Kerry O’Brien’s Keating
Paul Keating was a controversial leader in Australian politics. For years, he served as treasurer under Bob Hawke before toppling him as leader in 1991 and going on to win another term in office in his own right. To this day, the “Hawke-Keating” government (1983-1996) is regarded as one of the best Australia ever had.
Much has been written about this period by various authors, including David Day who published an unauthorised biography in 2015 (which I have already read and reviewed).
Kerry O’Brien’s book, Keating, is a little different than the others because it is based on a series of interviews conducted for the ABC Television series of the same name and is written in conversational format. O’Brien introduces each chapter with some background about the period covered before the book changes into interview format.
O’Brien’s book is probing and thorough. Keating is given every opportunity to provide context to the events discussed, but O’Brien also takes the opportunity to challenge Keating’s assertions or offer a different point of view. O’Brien brings the same standard of journalism that he’d have employed during his time as host of The 7:30 Report, and it’s clear that he has done his research thoroughly.

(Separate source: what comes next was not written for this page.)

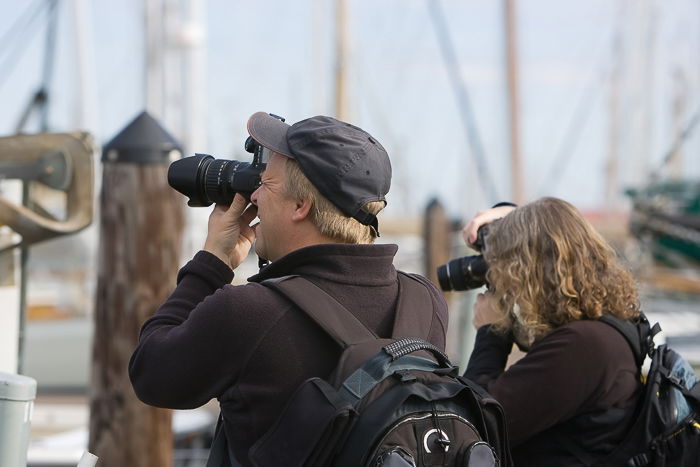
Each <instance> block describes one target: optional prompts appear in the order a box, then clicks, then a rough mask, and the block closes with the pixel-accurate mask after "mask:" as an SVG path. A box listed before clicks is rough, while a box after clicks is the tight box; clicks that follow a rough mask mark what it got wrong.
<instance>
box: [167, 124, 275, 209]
mask: <svg viewBox="0 0 700 467" xmlns="http://www.w3.org/2000/svg"><path fill="white" fill-rule="evenodd" d="M270 115H272V116H273V117H275V118H277V119H279V120H281V121H284V118H282V117H280V116H277V115H273V114H270ZM244 147H245V150H246V151H247V152H249V153H252V154H253V162H241V161H236V160H230V159H215V158H214V157H213V156H210V155H209V154H195V155H194V156H190V157H185V158H183V159H180V160H177V161H175V162H173V163H172V164H170V167H169V168H168V183H169V184H170V186H171V187H173V188H174V189H175V190H177V191H179V192H180V193H182V194H183V195H185V196H187V197H188V198H189V201H187V205H188V206H192V207H205V206H211V204H212V203H216V204H231V202H232V201H233V197H234V195H235V194H236V193H241V194H244V195H250V194H251V193H252V192H254V191H255V190H256V189H257V188H258V187H259V186H260V174H261V173H262V171H263V170H265V166H266V165H267V162H268V161H269V160H270V155H271V151H270V150H269V149H267V148H266V147H264V146H262V145H261V144H260V143H258V142H257V141H255V140H254V139H253V138H251V137H250V136H249V137H248V138H247V139H246V141H245V145H244Z"/></svg>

Keating’s own words provide far more insight into his thinking than what any biographer could. The reader is initially taken back to the 1960’s when Keating was a young member of the Bankstown branch of the Australian Labor Party (ALP). From there, we learn about the chaos of the Whitlam government from a young participant, who actually managed to become a minister for four weeks until the Governor-General stepped-in and dismissed the government. The value for me in reading this was not a re-telling of the history, but the glimpse into the reality of being an Australian politician at that time and the toll that it took.

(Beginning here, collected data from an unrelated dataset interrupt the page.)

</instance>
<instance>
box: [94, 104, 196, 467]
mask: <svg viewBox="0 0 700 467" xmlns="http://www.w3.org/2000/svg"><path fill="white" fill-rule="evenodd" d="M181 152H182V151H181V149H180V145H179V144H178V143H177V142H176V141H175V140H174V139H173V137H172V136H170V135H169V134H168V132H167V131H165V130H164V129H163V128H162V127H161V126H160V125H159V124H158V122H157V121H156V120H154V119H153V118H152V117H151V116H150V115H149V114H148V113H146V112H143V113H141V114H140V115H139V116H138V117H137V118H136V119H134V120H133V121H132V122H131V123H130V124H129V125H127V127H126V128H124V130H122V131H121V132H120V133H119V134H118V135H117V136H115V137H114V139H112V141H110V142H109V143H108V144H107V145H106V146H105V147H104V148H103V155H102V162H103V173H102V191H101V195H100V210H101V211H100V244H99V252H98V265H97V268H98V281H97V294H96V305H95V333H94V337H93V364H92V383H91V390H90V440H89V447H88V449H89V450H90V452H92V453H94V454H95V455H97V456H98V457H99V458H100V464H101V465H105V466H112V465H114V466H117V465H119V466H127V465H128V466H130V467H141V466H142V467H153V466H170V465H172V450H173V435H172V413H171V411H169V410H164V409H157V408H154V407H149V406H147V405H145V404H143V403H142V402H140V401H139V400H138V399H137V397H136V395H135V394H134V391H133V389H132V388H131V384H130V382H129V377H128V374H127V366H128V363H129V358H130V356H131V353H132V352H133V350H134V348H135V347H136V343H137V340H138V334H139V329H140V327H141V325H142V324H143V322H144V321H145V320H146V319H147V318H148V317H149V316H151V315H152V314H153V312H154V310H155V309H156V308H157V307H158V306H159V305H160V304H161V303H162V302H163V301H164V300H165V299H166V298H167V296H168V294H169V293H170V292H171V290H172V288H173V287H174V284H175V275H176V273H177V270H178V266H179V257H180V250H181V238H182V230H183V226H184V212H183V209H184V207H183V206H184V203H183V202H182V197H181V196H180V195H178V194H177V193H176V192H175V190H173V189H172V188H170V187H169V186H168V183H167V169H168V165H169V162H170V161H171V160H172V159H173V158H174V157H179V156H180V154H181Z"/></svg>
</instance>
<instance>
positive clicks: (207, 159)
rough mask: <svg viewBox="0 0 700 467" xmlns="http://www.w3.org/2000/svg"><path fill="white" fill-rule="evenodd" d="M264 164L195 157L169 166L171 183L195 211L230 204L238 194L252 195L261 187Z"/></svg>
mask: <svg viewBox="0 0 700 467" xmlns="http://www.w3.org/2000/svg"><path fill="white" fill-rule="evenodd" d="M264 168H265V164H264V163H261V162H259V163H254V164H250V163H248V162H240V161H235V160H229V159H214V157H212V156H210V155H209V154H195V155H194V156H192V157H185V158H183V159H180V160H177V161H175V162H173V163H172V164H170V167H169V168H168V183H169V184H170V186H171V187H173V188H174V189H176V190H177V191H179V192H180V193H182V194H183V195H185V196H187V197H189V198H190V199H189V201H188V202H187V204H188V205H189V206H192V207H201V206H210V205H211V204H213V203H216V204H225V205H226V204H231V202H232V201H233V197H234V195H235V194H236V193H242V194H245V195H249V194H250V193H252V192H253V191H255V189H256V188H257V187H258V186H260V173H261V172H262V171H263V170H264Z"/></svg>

From there, we start to get a sense of the rivalry that would emerge between Keating and his socially-conservative but equally ambitious rival from the Liberal Party, John Howard. It is clear that Keating still enjoys revelling in the many triumphs he had over Howard, until Howard finally beat him in the 1996 election.
The glory days of the 1980’s seem to have been the high water mark for Keating, when he reformed the economy under Bob Hawke which included deregulating the financial sector (allowing foreign banks to trade in Australia), floated the dollar and worked towards removing tarrifs. These were controversial changes, especially for a Labor government, but Keating describes how he was able to persuade an often skeptical caucus. Keating is adamant that “old Labor” was “confused by means and ends” and uses this to justify his reform agenda which undoubtedly made Australia wealthy but hurt many in the process of change.
Many of these changes were made possible by a growing economy, a weak opposition in the Liberal Party and the personal charisma of Bob Hawke to bring the public along. Keating speaks at considerable length about Hawke, his strengths and weaknesses and the nature of their working relationship.
Despite the many reforms, Australia’s fortunes changed in 1990 when unemployment skyrocketed in what Keating described as the “recession we had to have“. These words didn’t go down well with the public, many of whom regarded Keating as arrogant and out-of-touch.
Despite this, Keating managed to topple Bob Hawke for the prime ministership, fight off John Hewson’s notorious Thatcherite Fightback! campaign and win the “unwinnable” 1993 election against the odds. From there, he set about changing Australia in a number of other ways; engaging more with Asia, pushing for a republic, supporting the arts and establishing native title legislation.
O’Brien diligently challenges Keating about all of these events. Did keating acknowledge that the must-have recession caused so much pain? Did he have to push tariff reform through such a miserable period? Was he too over-stretched and distant as PM, ultimately leading to Labor’s 1996 election loss? It’s all covered.
Keating is an absorbing book because it brings the readers so very close to the source and the events. It’s candid, honest and insightful.
Keating himself has vowed never to write an autobiography, so this is as close as it gets. Keating’s observations about modern Australian politics in the final chapter, whilst brief, are of interest in a book that takes the reader on an extraordinary journey through a remarkable period in Australia’s history.
Keating by Kerry O’Brien (ISBN: 9781760294090) is published by Allen and Unwin.